Growing up in Birmingham, Ala., law professor Bill Edmundson had to ride segregated buses in order to “get around a segregated world.” He recalls reading about the bombing of the 16th Street Baptist Church, and the Freedom Riders, in the pages of Life magazine. Coming of age during the Civil Rights Movement piqued his interest in the law as an avenue to achieving justice.
Edmundson went on to earn his law degree from Duke University and a Ph.D. in philosophy from Berkeley. It was during this time that he started studying social contract theory, which posits a hypothetical "state of nature" prior to any government and tries to articulate a set of principles that any legitimate government has to satisfy if it is to treat its citizens as free and equal. He has written about the subject extensively, and in his 2017 book, "John Rawls: Reticent Socialist," traces the path taken by Rawls, the pre-eminent political philosopher of the last half-century.
For the last 30 years, in the classroom, Edmundson has emphasized that an understanding of what justice requires is necessary to inform interpretation of the law. Here, he talks about his class What is Justice? and what he’s working on now.
What do you cover in your class What is Justice?
It changes from year to year. Last year, the focus was the social-contract tradition in political philosophy. We read Thomas Hobbes, John Locke, Jean-Jacques Rousseau and John Rawls. Next time, we will focus on the idea of property, the different kinds of things that might be owned, and the justification of the legal institutions that define property rights. The reading will range from medieval disputes about humanity’s common ownership of planet Earth, to modern controversies about selling one’s bodily organs.
What is your current area of research?
I am writing about the kinds of legal institutions needed to realize the ideal of justice that is disclosed by the best social-contract theories. The question of public ownership of the means of production looms large here (as it does in socialism). Liberty demands a market economy, but political equality can withstand only so much economic inequality. I approach the issue by asking what property rules reasonable people would agree to, once they realize that certain things needed as means to leading a productive life cannot be divided up and distributed to everybody in usable pieces. The road system and the internet are good examples.
What legal issue do you believe more people should be paying attention to?
There is too little concern about the ways democratic equality has been undermined in recent decades by decisions at all levels of government, from the U.S. Supreme Court on down. Too many of us take it for granted not only that extreme inequalities of wealth will exist, but that they will always freely translate into vast inequalities of political influence. These are not brute facts of life, but something we tolerate. De jure segregation was supposed to be a fact of life. Yet, it was overcome. Maybe we can overcome political inequality, too.
In your almost 30 years teaching at the College of Law, what experience have you had here that is uniquely GSU Law?

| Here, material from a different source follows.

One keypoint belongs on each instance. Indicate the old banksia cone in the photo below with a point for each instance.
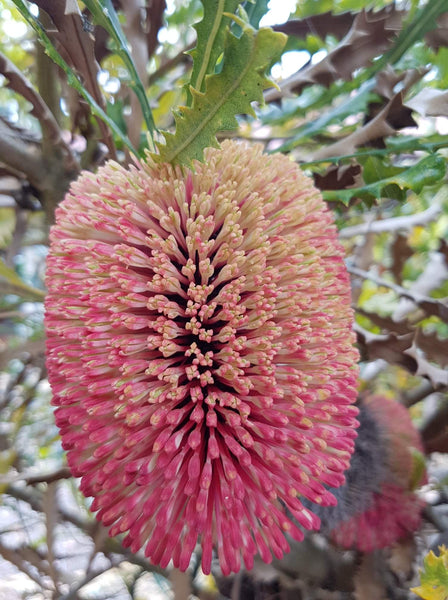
(377, 504)
(200, 352)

The students here are, on the whole, different from the norm I’ve seen elsewhere. Our students are every bit as serious, yet not as caught up in wasteful competition for empty distinctions. Our students, for the most part, are not already starting from a place of social privilege, anxiously striving to parlay that into even greater privilege. There’s anxiety, and there’s striving, but the goal is less comparative, less about outdoing or pleasing others than about doing one’s best, for its own sake as well as to get a foothold in the world.